This week the Alban Institute is featuring a resource and discussion on how clergy can effectively minister in congregations experiencing significant anxiety about their future.
A key insight is the appropriation to congregation life of lessons taken from attachment therapy:
“Congregations grieve because members and groups have lost significant defining points. Anxiety escalates as people sort through the realities of loss, their intense feelings, and the uncertainty of their future. And anxiety escalates further as a congregation and its leaders wonder how to (1) care for people who are grieving deeply, (2) respond to people who are grieving similar losses differently from each other, and (3) relate to people who are not grieving the changes at all because they feel no sense of loss. Pondering all the change, loss, and grief, members may become anxious about the congregation’s undefined future and doubt whether its leaders have the necessary gifts to lead the congregation into unknown territory.
Many congregational members and leaders are familiar with the overlapping perspectives of authors who have written about the processes of naming and grieving losses. Psychiatrist Elisabeth Kübler- Ross, the most familiar theorist, identified five stages that terminal patients and their families typically experience to cope with impending death: denial and isolation, anger, bargaining, depression, and acceptance (On Death and Dying, New York: Macmillan, 1969). From my work with attachment theorists, I have come to appreciate a dimension beyond acceptance that provides a deeper fulfillment to grieving people. I refer to this as attaching anew. Attaching anew is not the same as reattaching; developing the capacity to attach anew requires hard work.

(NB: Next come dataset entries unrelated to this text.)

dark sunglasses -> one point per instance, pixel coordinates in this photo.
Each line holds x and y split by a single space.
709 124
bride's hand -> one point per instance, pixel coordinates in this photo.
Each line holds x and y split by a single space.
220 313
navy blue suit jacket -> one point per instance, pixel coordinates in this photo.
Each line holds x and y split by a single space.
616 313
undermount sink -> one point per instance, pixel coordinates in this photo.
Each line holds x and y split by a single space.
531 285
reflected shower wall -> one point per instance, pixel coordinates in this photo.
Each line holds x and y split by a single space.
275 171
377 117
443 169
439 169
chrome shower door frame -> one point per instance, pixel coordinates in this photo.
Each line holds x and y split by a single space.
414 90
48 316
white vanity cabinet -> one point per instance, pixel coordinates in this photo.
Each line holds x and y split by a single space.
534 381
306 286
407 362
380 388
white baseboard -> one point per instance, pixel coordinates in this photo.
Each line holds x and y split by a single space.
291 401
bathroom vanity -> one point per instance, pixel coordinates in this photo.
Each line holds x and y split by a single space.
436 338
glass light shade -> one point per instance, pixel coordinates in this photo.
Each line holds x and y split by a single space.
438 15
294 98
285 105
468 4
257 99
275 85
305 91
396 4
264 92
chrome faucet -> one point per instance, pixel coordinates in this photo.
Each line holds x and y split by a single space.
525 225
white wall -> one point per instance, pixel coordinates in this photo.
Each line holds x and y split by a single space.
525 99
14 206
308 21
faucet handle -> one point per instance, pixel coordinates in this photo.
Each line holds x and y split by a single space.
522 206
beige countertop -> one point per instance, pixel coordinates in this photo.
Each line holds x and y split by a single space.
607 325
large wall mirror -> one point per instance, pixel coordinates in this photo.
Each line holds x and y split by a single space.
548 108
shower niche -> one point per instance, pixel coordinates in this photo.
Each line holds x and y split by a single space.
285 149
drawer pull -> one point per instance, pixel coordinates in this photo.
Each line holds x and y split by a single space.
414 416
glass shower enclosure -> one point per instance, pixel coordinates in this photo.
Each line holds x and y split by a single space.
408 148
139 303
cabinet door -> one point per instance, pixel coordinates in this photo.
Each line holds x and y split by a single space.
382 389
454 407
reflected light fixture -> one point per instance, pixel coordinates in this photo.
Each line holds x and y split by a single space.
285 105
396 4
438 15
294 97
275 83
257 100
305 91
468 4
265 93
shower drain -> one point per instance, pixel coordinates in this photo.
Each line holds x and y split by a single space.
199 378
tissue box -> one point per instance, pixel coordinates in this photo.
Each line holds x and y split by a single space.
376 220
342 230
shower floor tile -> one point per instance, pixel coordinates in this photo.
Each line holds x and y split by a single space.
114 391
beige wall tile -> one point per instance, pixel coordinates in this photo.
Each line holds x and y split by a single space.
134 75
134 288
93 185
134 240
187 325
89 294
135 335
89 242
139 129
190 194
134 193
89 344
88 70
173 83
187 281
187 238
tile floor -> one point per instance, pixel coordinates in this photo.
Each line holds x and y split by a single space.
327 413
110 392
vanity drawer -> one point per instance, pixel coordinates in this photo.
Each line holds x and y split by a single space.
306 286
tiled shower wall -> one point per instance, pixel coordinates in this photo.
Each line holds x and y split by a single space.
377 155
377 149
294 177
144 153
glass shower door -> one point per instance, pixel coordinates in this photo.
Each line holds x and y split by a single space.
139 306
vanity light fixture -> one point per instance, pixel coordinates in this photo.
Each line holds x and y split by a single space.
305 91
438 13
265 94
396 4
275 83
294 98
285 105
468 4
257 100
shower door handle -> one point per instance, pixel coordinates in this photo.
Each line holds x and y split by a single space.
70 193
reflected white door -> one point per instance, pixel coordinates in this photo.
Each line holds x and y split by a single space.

Clearly, the possibility of reattaching is tantalizing to grieving people and congregations. Reattachment would restore broken bonds and lost relationships, terminate the intense feelings of sadness and anger, fear and despair, and would allow congregational members and leaders to avoid the expressions of anxiety that disrupt relationships and distract the congregation from its ministries. Reattaching would allow us to return to the stability we enjoyed in the past and halt grief.”